Winning Soccer Teams Typically Play with Great Teamwork
There is no “I” in team. Although the resounding cliché is well known by most young athletes, there are still a great number of players who try to run the game as a solo effort, and usually fail greatly in those attempts. Teams that play the best soccer are usually the ones with the best bonds between all the players. When a soccer team cares for one another and truly works to build a solid team performance, the results on the field often coincide accordingly.

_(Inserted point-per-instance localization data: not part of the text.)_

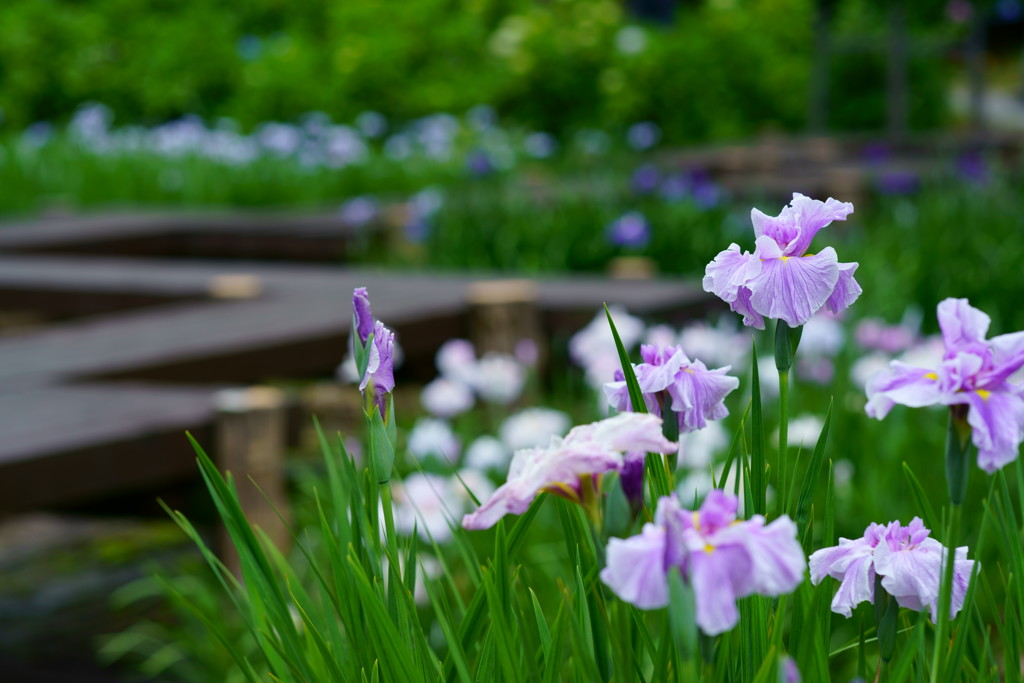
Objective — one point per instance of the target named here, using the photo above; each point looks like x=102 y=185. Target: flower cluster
x=569 y=464
x=905 y=557
x=975 y=373
x=697 y=394
x=780 y=280
x=722 y=558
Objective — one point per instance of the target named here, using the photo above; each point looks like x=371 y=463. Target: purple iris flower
x=380 y=364
x=630 y=229
x=364 y=318
x=697 y=394
x=722 y=558
x=908 y=561
x=780 y=280
x=586 y=452
x=975 y=373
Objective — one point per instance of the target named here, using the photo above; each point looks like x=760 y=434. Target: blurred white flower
x=456 y=359
x=717 y=346
x=499 y=378
x=660 y=335
x=864 y=367
x=446 y=398
x=433 y=438
x=532 y=428
x=822 y=336
x=593 y=347
x=487 y=454
x=697 y=449
x=804 y=431
x=424 y=502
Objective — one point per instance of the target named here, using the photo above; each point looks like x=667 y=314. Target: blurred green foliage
x=723 y=69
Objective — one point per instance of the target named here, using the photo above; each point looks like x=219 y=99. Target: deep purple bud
x=364 y=318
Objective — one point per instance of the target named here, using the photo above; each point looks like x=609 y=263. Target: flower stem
x=783 y=431
x=945 y=591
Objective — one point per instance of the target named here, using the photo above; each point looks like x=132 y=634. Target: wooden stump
x=503 y=313
x=251 y=430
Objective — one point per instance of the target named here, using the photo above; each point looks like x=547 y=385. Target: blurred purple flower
x=630 y=229
x=478 y=163
x=723 y=559
x=971 y=166
x=974 y=373
x=905 y=557
x=697 y=393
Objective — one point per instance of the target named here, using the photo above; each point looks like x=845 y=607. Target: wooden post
x=503 y=312
x=251 y=429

Team camaraderie starts with the coach. Too often a soccer coach is on a bit of an ego-trip and feels that they are the sole reason that a team will become a success. Such a coach usually has a brilliant sounding game plan, perhaps highlighted by some sort of unusual formation. During the games, this coach is often red faced and berating his players who simply cannot come together and work the magic that he drew up in his mind. Do you see how this can negatively impact a team’s cohesiveness?
When the coach is an egomaniac, a team’s players will have no choice but to follow accordingly. In an effort to avoid a talking to or benching from the angry coach, players will strive to show off how good they are, ignoring their wide open teammates in order to try (and fail) an audacious new trick. These teams rarely perform well, and often result in disastrous seasons, leading to the coach and several players quitting the game for good, because the team’s issues took the fun out of soccer.

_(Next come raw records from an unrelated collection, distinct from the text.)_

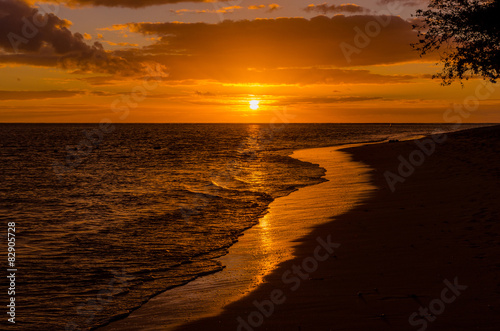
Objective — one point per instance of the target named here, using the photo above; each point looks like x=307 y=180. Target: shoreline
x=271 y=241
x=400 y=251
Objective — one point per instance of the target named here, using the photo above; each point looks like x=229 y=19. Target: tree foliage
x=467 y=35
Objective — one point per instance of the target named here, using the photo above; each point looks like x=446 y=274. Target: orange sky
x=179 y=61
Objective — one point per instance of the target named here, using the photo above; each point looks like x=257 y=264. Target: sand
x=434 y=241
x=262 y=248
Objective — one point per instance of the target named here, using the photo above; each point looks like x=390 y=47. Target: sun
x=254 y=104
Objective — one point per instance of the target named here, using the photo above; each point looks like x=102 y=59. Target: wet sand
x=434 y=241
x=262 y=248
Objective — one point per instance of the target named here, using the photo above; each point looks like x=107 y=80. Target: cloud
x=35 y=95
x=30 y=36
x=406 y=3
x=343 y=8
x=224 y=10
x=122 y=3
x=204 y=50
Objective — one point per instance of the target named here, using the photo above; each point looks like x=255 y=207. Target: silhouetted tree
x=468 y=34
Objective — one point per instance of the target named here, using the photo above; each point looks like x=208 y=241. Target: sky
x=242 y=61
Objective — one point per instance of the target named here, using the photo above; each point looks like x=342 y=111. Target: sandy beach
x=422 y=257
x=263 y=247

But this doesn’t need to be the case. Great coaches always persuade the players to take a group focus on their game. Soccer teams must pass efficiently in order to succeed. With a desire and dedication to maintain strong possession throughout a game, a team will often dictate the course of events and often win the match.

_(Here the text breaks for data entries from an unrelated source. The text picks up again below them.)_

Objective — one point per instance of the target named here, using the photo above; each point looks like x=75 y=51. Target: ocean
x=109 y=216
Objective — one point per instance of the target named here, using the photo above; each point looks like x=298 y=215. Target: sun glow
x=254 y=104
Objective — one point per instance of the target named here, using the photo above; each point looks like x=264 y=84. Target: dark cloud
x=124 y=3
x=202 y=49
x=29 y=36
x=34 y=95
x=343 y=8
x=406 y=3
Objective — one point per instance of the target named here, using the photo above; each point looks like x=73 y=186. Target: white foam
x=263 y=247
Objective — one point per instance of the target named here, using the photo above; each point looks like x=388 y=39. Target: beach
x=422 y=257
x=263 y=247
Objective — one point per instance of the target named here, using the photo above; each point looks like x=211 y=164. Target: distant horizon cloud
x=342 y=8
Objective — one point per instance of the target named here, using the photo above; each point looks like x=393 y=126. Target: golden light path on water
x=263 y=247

A team also needs all of its players to be on the same page. When the goal of a team is to pass, move, and score goals, players will be running to open spaces because there is a safe bet that a pass will be arriving. Your players will pass the ball around defenders and begin to emulate that incredible team of Spain, where there are few superstar personalities, but instead 11 extremely solid players that work incredibly well together as a team.
Try to help your players develop friendships that extend beyond the soccer field as well. Often lost in the demands of winning games is the notion that youth soccer is often just recreational. Such an activity is often chosen by parents to get their kids hanging out with other kids and forming friendships. Coaches should strive to spend a little bit of time making the game fun for players, and perhaps even orchestrate one or two social gathering completely outside of the sport. This way, all your teammates will begin to see each other as other people, not just the numbers on their jersey. This will help players come together on the field too.
Teams that win typically do so because they have a great understanding and bond between one another. Try to foster these relationships and promote strong team ethics for your players so that your team is the strongest and most united force in your soccer league.